We have to remind ourselves why we have the professions at all. It's not the purpose of ill health to provide a living for doctors. It's not the purpose of a legal dispute to provide a living for lawyers. The professions exist to solve these very difficult problems and these very important problems that we have in our lives, and if we can find better, more efficient, more affordable ways of resolving those problems, we should embrace them, rather than reject them. 

In the future you sketch out, as specialized professions like medicine or law or accounting or university lecturing or radio show hosting become increasingly automated...how are we going to make a living? 

A role that has arisen in the past few years -- actually decades -- and is becoming more and more prominent is that of the knowledge engineer. So last year in America, 48 million Americans used online tax preparation software rather than a traditional tax accountant to help them. But that software didn't come out of nowhere. Someone called a knowledge engineer had to sit down with experts, subject matter experts -- in this case tax professionals -- and mine the knowledge and expertise from the head of that tax professional and make it available in an online system. 

But did those tax professionals know they were contributing to the turning of their profession into an obsolete profession? 

This is a really, really important point. If your motivation as a professional is to work the way that you have done in the 19th and 20th century, the way that other professionals have done in your field, then these changes are threatening and worrying. But if your motivation for being a professional isn't to be a traditional doctor or lawyer or tax accountant, but it's to solve legal problems, to solve medical problems, to help people run their business in a way that is as affordable and as accessible as possible, well, then that reorientation is one that ought to excite people. 

What about face-to-face interactions?
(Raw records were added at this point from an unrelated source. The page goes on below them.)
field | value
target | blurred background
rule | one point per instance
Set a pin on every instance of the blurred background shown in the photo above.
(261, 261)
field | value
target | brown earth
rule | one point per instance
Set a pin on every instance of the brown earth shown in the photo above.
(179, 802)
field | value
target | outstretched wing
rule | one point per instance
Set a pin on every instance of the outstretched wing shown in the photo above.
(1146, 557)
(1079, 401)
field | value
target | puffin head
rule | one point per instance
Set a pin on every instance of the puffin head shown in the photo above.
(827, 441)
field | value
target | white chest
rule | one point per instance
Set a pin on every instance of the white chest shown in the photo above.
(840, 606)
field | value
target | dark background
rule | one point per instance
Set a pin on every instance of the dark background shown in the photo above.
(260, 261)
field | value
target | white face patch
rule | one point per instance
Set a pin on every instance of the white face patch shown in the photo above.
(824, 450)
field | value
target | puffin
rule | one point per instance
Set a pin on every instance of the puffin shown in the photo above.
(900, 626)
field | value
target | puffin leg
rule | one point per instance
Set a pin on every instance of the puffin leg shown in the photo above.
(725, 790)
Isn't there a risk that patient outcomes -- or even just patient comfort -- will suffer without personal interaction with a doctor?

It's what we call in the book an example from hard cases. You pick the hardest example of a task that a professional does -- so in the case of being a doctor, it's interacting with a patient, or if you're a lawyer, it's standing up in court and delivering a stunning piece of oration -- and arguing that because machines can't do those things, they therefore can't do anything else that the professional does, and that's wrong. But there is a more fundamental question about...why do we need personal interaction? Why is it that we interact on a personal level with our professionals? The answer, we argue in the book, is that that was the only way we've had up until now of solving the sorts of problems that doctors and lawyers solve... But it's not clear that in a world where we can solve these problems in a very different way, ways that may not require personal interaction, that we should cling to the idea of personal interaction for its own sake.